Una es que no quieren afrontar los costos políticos y prefieren patear el bote al futuro y el otro es que sí haya cierto acuerdo.
—Depende de cómo lo hagan. Pueden diseñarlo para que solo afecte el patrimonio a partir de ciertos niveles; es relativamente fácil diseñar un impuesto que grave las grandes fortunas. Aquí se trata claramente de voluntad política. Hay una falta de pedagogía desde lo público para discutir esos temas con la población, en lugar de hacer un esfuerzo de explicar qué es lo que quieren hacer, cómo lo van a hacer, para qué sirve, qué quieren financiar y quién lo va a pagar. Se puede explicar una reforma que plantee cuántos puntos del PIB se requieren para pagar un sistema de salud, que no le falten medicinas a nadie ni atención médica, por ejemplo, y plantear cómo se va a distribuir el costo de esos servicios; qué porcentaje lo asumirán los ricos, cuánto le va a tocar a las clases medias y a los pobres de México. Me parece que no es muy difícil hacer ese trabajo pedagógico, pero hay cierto temor de hacerlo.
—Creo que en general los políticos mexicanos no se toman muy en serio a su población, y nos tratan un poco como niños, se resisten a hablar los temas difíciles con nosotros y nos pintan todo color de rosa, cuando es tiempo de tener una gran conversación nacional en la que nos pongamos de acuerdo hacia el tipo de país que queremos en el mediano o largo plazo. Ese México tiene ciertos costos, el desarrollo cuesta; el desarrollo no es barato. Tener un sistema de salud universal, un sistema de bienestar en general es costoso y se necesita discutir cómo vamos a distribuirnos la cuenta. Es lo que tenemos que hacer.
—Hacienda, claro, es parte de su chamba, pero sería el presidente de México el que ordene que se haga. El Congreso lleva una parte de responsabilidad en esto, porque todas las propuestas deben estar amarradas a un presupuesto realista, pero al final, la discusión de fondo es que la decisión tendría que venir desde la presidencia de la República, aunque fuera una secretaría la encargada de concretar el proyecto, pero las acciones de los secretarios son acciones del presidente, porque el Ejecutivo es indivisible, solo reside en una persona y la responsabilidad política tiene que venir de la máxima autoridad política que tenemos.
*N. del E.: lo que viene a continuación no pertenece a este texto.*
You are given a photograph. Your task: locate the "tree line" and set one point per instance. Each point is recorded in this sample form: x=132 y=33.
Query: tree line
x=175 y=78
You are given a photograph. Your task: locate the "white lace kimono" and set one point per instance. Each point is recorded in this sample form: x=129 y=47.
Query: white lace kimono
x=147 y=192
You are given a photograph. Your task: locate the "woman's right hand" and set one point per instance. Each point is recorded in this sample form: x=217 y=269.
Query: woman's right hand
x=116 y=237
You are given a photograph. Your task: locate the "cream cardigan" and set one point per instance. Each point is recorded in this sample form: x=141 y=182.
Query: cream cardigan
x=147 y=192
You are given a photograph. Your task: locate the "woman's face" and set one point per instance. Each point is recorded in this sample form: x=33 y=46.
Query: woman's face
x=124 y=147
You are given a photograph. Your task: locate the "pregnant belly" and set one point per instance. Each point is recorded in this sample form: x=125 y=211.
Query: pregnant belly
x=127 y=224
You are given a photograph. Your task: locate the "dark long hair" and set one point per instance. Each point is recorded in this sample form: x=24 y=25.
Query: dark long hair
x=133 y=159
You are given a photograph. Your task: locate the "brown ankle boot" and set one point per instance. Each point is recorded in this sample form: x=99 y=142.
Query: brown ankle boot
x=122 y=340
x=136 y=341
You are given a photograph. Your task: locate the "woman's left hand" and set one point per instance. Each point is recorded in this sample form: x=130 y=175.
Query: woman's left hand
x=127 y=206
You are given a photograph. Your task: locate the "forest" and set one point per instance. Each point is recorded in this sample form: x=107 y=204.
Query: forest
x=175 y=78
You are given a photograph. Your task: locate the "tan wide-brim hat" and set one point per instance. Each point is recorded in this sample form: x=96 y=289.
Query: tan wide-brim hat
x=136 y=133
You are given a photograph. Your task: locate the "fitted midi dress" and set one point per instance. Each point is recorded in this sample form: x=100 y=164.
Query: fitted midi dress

¿Qué voy a encontrar en tu libro?
—Mi libro es una historia de la desigualdad en México, desde la Independencia hasta el presente; es una historia sobre qué sucesos, qué eventos han ocurrido en el país que nos han hecho más iguales y qué sucesos han ocurrido en el país que nos han hecho más desiguales, qué lecciones nos dejan, qué aprendemos de las crisis que hemos tenido como país y los impactos que han tenido en la distribución del ingreso de la riqueza. Qué aprendemos de ciertas reformas que hemos hecho y que han tenido un efecto positivo o negativo en la desigualdad. El libro usa la historia de cierta forma como pretexto para hablar del presente.